Pouco depois de me doar, minha mãe biológica se mudou, pois se separou do marido. Nunca conheci meu pai biológico.

Quando eu tinha 10 anos, ela decidiu me procurar. Foi o nosso primeiro encontro. Ela dizia que eu estava muito bonita e explicou que não poderia ter ficado comigo, mas estava feliz por ver que eu tinha encontrado uma boa família.

Nesse primeiro encontro, ela contou para a minha mãe de coração que havia tido outra filha, dois anos após meu nascimento, e também doou a criança por não ter condições financeiras. Naquele dia, conheci a minha irmã mais velha, que continuava morando com a minha mãe biológica, e fiquei curiosa para conhecer a caçula. A única informação que tinha sobre ela era que morava em Lorena (SP), a 18 quilômetros de Cachoeira Paulista.

Mantive contato com minha mãe biológica e passamos a ter uma boa relação, após o nosso primeiro encontro. Nunca a questionei muito sobre minha irmã caçula, para evitar tocar em um assunto que pudesse magoá-la.

Em 2007, comecei um curso de técnico em enfermagem, porque minha mãe de coração sempre me disse para ajudar as outras pessoas, pois isso era importante. Naquele ano, iniciei um estágio em um hospital da região, na área de clínica médica e cirúrgica, onde cuidava de pessoas que iriam operar ou estavam se recuperando de uma cirurgia. Certa vez, um idoso que tinha sofrido um acidente chegou ao local. Ele sofreu um acidente de carro muito feio e quebrou o fêmur inteiro e teria que reconstruí-lo.

Esse idoso teria de ficar de dois a três dias de repouso, para depois fazer a cirurgia. Ele chegou com muita dor e eu falei para ele se acalmar, porque iria passar. Quando ele olhou para mim, logo disse: você parece muito com minha filha caçula. Não dei muita importância, apenas continuei o auxiliando. Conversamos bastante e ele foi muito simpático.

Como eu era estagiária, não costumava acompanhar os pacientes muito profundamente. Mas ele pediu para a minha chefe para que pudesse ajudá-lo com a higiene pessoal, como em banhos e curativos, porque tinha gostado de mim porque eu me parecia com a filha dele. Então, acabei acompanhando ele mais de perto. Todos os dias, conversávamos sobre a vida dele. Diariamente, ele repetia sobre a minha semelhança com a filha dele.

No início, não dei muita importância aos comentários dele sobre minha semelhança com a filha. Até que certa vez, aquilo me causou curiosidade. Fiquei cismada. Perguntei a ele o porquê de dizer tanto sobre o assunto.
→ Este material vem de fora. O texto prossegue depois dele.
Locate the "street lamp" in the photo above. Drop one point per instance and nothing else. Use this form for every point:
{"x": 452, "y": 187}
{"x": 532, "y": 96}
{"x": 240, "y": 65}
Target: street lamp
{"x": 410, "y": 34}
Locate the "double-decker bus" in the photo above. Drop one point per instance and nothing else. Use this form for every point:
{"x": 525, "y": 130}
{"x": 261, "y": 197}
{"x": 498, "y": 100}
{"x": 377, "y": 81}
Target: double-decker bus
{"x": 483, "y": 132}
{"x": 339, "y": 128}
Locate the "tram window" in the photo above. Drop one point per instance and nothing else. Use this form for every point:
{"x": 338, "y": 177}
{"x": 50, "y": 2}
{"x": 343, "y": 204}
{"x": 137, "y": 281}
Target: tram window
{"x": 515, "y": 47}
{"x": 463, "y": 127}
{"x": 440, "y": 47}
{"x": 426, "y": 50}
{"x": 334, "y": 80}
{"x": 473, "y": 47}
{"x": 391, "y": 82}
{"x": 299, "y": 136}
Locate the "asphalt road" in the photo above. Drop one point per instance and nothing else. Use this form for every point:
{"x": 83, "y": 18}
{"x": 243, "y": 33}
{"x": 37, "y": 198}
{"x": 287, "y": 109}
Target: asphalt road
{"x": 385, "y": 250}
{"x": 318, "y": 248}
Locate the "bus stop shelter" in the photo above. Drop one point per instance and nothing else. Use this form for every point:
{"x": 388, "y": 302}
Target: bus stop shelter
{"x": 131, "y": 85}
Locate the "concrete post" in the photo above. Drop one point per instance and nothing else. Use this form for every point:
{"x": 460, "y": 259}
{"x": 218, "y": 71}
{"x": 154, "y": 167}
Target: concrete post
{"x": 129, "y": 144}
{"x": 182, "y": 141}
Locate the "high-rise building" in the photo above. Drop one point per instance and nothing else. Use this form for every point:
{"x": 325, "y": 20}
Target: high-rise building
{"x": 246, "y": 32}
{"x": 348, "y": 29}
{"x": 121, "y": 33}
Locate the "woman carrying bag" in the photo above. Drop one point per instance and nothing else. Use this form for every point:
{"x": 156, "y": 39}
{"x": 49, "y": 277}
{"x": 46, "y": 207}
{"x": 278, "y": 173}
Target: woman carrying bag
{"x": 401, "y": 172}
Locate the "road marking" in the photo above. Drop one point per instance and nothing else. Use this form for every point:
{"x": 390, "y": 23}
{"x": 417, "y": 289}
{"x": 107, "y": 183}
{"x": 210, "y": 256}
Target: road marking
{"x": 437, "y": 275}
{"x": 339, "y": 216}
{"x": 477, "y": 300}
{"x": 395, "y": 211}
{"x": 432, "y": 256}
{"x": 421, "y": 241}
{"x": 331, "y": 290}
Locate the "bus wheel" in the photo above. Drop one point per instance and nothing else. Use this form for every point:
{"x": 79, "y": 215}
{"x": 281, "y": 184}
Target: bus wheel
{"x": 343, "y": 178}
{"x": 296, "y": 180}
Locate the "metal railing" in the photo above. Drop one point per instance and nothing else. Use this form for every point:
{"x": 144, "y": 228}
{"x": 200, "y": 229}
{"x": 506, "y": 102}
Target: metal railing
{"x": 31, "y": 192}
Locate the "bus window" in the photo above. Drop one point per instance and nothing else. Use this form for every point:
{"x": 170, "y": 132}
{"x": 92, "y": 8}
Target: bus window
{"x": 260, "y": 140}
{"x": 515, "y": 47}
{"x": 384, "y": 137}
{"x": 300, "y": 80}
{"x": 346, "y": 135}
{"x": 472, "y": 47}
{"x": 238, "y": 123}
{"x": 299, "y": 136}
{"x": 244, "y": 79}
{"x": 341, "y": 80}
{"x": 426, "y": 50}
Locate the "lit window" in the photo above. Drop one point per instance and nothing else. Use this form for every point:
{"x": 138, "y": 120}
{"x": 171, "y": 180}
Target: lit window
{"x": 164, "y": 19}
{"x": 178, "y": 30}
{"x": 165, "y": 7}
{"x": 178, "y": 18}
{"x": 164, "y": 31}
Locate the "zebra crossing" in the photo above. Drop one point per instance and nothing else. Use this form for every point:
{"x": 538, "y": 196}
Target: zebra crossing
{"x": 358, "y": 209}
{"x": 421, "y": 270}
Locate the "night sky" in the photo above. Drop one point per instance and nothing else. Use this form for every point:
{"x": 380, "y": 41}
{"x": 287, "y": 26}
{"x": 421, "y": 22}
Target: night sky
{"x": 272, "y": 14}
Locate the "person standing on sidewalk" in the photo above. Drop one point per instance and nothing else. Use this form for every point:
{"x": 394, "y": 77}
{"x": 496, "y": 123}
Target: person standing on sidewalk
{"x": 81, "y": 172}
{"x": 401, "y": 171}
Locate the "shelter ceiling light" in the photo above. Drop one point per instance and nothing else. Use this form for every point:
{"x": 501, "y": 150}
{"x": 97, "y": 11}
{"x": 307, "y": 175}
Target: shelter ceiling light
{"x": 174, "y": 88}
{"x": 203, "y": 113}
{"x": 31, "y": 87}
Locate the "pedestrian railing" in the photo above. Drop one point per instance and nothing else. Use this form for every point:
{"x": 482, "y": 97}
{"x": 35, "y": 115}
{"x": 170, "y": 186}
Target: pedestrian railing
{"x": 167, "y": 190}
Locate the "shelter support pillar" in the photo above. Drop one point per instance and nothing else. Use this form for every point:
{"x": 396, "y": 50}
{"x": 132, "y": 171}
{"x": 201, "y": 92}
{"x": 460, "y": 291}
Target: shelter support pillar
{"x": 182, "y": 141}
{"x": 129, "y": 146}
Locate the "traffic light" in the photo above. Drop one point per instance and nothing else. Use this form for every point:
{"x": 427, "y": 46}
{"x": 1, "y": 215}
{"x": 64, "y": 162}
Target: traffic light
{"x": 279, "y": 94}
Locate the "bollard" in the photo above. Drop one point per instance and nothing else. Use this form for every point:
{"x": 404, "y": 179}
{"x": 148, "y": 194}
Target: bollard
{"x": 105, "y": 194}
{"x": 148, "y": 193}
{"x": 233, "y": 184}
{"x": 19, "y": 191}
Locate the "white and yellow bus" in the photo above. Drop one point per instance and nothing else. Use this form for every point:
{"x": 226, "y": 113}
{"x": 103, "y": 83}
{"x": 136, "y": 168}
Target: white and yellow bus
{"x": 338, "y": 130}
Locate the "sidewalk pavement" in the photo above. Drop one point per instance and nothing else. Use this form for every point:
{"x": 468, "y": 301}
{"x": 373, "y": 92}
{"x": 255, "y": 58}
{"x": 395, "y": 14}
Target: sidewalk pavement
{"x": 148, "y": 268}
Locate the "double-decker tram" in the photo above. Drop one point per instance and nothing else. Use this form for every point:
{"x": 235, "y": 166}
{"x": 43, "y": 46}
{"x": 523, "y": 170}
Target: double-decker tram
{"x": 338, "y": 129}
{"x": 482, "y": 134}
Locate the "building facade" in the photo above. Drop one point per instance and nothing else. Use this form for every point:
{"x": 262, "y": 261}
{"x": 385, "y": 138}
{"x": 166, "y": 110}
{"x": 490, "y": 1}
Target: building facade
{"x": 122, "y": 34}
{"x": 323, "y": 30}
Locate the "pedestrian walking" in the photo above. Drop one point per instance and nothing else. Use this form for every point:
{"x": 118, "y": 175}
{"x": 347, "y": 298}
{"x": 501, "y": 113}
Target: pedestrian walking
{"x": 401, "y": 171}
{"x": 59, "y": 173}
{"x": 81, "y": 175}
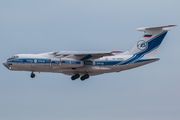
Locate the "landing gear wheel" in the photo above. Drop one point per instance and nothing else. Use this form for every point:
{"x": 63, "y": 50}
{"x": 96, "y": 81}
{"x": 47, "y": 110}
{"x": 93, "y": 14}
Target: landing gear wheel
{"x": 86, "y": 76}
{"x": 75, "y": 76}
{"x": 32, "y": 75}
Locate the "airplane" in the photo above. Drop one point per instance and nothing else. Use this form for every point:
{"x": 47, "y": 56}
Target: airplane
{"x": 83, "y": 64}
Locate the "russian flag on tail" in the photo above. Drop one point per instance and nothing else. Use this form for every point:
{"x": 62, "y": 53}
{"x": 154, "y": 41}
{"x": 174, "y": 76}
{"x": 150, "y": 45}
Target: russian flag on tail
{"x": 147, "y": 35}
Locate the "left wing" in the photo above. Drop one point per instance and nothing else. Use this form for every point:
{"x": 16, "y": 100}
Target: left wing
{"x": 85, "y": 55}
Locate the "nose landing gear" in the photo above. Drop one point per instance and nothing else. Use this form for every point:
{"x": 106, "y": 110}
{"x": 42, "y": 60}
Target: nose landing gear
{"x": 32, "y": 75}
{"x": 76, "y": 76}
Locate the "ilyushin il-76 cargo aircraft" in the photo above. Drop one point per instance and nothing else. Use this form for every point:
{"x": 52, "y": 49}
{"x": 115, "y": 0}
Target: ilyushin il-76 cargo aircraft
{"x": 83, "y": 64}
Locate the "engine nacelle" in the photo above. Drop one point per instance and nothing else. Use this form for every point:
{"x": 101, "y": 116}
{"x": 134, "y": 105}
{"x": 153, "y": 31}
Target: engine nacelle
{"x": 66, "y": 62}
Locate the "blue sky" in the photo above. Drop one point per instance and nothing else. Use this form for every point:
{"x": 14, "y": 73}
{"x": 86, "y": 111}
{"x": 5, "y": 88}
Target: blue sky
{"x": 148, "y": 92}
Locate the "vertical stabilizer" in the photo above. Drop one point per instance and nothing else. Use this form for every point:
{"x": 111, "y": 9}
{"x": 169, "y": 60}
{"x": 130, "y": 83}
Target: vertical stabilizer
{"x": 150, "y": 41}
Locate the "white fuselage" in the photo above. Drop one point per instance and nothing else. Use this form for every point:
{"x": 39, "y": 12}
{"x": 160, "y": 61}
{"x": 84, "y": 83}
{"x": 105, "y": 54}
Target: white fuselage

Então, ele me explicou que a filha dele era de coração, porque a mãe biológica dela disse que não tinha condições para criá-la, então precisava entregar a criança para alguém. A esposa dele ficou tão comovida, com o coração na mão, que resolveu pegar o bebê para criar.
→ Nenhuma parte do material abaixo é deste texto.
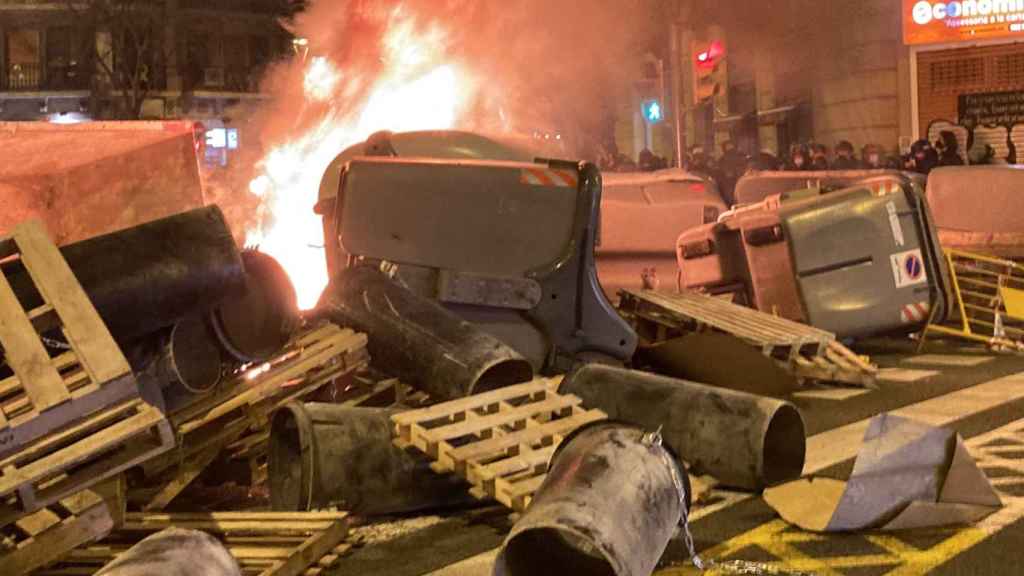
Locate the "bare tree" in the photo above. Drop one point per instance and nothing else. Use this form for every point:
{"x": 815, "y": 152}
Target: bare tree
{"x": 128, "y": 47}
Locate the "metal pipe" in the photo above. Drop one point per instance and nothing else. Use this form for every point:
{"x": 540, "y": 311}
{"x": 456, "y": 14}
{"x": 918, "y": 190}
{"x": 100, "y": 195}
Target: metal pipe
{"x": 742, "y": 440}
{"x": 418, "y": 340}
{"x": 145, "y": 278}
{"x": 610, "y": 503}
{"x": 257, "y": 325}
{"x": 174, "y": 551}
{"x": 324, "y": 454}
{"x": 183, "y": 363}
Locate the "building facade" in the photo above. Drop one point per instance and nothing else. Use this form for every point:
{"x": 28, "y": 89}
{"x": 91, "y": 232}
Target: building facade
{"x": 873, "y": 72}
{"x": 185, "y": 58}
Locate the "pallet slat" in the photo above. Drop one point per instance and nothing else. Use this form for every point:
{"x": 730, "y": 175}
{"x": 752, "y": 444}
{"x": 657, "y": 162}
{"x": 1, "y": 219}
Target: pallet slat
{"x": 804, "y": 351}
{"x": 500, "y": 442}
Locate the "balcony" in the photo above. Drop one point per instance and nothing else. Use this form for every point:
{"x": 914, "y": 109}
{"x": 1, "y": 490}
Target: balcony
{"x": 31, "y": 78}
{"x": 23, "y": 78}
{"x": 221, "y": 79}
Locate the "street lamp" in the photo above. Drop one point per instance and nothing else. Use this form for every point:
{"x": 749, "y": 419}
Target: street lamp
{"x": 301, "y": 47}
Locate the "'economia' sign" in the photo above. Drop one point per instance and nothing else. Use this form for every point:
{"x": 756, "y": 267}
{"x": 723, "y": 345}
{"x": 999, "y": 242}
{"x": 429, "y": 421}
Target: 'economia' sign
{"x": 928, "y": 22}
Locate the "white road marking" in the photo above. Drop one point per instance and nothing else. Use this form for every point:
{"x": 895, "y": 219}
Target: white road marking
{"x": 905, "y": 374}
{"x": 952, "y": 360}
{"x": 832, "y": 394}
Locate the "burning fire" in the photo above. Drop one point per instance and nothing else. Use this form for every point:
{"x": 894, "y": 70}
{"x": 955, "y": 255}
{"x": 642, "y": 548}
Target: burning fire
{"x": 417, "y": 86}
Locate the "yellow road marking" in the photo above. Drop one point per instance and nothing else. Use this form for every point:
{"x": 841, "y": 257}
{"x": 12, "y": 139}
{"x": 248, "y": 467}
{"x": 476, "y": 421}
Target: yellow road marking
{"x": 904, "y": 559}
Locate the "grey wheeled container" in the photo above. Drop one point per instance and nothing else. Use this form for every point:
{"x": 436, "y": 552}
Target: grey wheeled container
{"x": 868, "y": 262}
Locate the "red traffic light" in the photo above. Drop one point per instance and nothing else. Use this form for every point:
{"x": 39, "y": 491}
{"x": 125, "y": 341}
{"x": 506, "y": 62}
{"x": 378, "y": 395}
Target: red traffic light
{"x": 710, "y": 56}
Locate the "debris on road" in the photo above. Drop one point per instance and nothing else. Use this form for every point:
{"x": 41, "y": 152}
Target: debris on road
{"x": 235, "y": 418}
{"x": 610, "y": 502}
{"x": 140, "y": 283}
{"x": 975, "y": 209}
{"x": 906, "y": 476}
{"x": 71, "y": 419}
{"x": 418, "y": 340}
{"x": 881, "y": 270}
{"x": 215, "y": 544}
{"x": 500, "y": 442}
{"x": 780, "y": 353}
{"x": 97, "y": 177}
{"x": 323, "y": 455}
{"x": 743, "y": 441}
{"x": 506, "y": 246}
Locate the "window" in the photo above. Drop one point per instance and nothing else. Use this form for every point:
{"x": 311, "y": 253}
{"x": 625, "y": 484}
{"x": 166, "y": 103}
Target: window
{"x": 953, "y": 74}
{"x": 23, "y": 48}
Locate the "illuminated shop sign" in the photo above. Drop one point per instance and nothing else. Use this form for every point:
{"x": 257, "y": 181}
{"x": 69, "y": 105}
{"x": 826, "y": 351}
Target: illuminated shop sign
{"x": 927, "y": 22}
Eu perguntei mais informações e ele me contou que a mãe da criança morava em Cachoeira Paulista. Logo eu disse, mesmo sem ver a filha dele: ela é a minha irmã. Foi uma situação muito emocionante para mim, porque por muitos anos, desde que descobri a existência dela, procurei pela minha irmã em Lorena. Como não sabia o nome dela ou tinha fotos, acabava olhando para as moradoras da cidade, quando passava por lá, e ficava me perguntando se alguma delas poderia ser a minha irmã.

Naquele momento, descobri o nome da minha irmã caçula: Lucilene. Pedi ao pai dela para que não a encontrasse naquele momento, somente depois que ele recebesse alta hospitalar, porque não era um bom momento para conhecê-la. Ele fez a cirurgia, se recuperou e recebeu alta.

O reencontro

Depois que o pai da minha irmã deixou o hospital, fui visitá-lo para conhecê-la. Eu me vi nela quando a olhei. Temos características muito semelhantes: o modo de falar, o sorriso e os mesmos gostos. A gente se abraçou. Foi muito emocionante.
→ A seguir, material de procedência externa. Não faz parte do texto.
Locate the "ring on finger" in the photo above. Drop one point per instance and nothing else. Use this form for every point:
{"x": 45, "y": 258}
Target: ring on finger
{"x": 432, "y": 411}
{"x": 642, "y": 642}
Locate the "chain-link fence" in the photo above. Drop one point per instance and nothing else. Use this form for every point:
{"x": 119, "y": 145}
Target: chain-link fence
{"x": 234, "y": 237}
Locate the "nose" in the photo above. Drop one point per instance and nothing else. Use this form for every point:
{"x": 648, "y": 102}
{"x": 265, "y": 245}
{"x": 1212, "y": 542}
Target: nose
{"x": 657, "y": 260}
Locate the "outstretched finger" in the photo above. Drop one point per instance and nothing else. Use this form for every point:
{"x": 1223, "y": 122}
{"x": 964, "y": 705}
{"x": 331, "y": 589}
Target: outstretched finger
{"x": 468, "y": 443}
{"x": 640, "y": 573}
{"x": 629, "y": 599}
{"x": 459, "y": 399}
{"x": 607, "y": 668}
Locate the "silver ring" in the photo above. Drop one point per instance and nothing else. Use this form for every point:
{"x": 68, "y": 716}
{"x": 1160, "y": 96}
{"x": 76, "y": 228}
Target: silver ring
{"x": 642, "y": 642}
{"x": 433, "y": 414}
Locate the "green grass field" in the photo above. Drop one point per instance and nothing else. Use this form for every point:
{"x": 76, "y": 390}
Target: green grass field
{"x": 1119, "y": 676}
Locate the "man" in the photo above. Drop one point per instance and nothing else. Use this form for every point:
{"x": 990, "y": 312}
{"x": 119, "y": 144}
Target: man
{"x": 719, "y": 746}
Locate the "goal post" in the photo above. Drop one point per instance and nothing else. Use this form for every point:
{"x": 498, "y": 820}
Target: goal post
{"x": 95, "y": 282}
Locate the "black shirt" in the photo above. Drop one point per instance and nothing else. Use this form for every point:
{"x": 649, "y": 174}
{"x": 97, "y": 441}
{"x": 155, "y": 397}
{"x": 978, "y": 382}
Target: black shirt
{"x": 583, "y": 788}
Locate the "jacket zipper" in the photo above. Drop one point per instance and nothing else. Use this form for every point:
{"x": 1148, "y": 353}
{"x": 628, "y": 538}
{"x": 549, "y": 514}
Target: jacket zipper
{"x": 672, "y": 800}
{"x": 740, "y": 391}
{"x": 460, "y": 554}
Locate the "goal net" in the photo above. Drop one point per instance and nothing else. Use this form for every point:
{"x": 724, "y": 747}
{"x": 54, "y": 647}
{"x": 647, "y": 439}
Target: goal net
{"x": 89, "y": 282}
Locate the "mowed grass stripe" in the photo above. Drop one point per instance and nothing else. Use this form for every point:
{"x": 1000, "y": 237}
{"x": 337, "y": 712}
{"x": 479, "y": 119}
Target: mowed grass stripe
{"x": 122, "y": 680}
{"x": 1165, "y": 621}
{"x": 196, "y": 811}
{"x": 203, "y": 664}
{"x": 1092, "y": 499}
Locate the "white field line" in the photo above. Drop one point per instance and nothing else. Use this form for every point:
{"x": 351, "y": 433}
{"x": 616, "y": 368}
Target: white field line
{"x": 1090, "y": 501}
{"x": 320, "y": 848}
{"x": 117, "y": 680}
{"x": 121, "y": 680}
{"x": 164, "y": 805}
Os meus pais de coração ficaram felizes com o nosso reencontro. Contei para a minha mãe biológica e ela quis rever a caçula. Percebi que minha irmã não conseguia perdoá-la por tê-la abandonado na infância. A Lucilene dizia que os únicos pais dela eram os que a criaram, atualmente já falecidos.

Acabei conseguindo fazer com que as duas se encontrassem. Não foi um encontro muito legal. Elas se falaram pouco. A minha irmã não superou o abandono. Eu entendo a decisão dela em querer evitar contato com a nossa mãe, mas quem sabe um dia ela decida perdoá-la.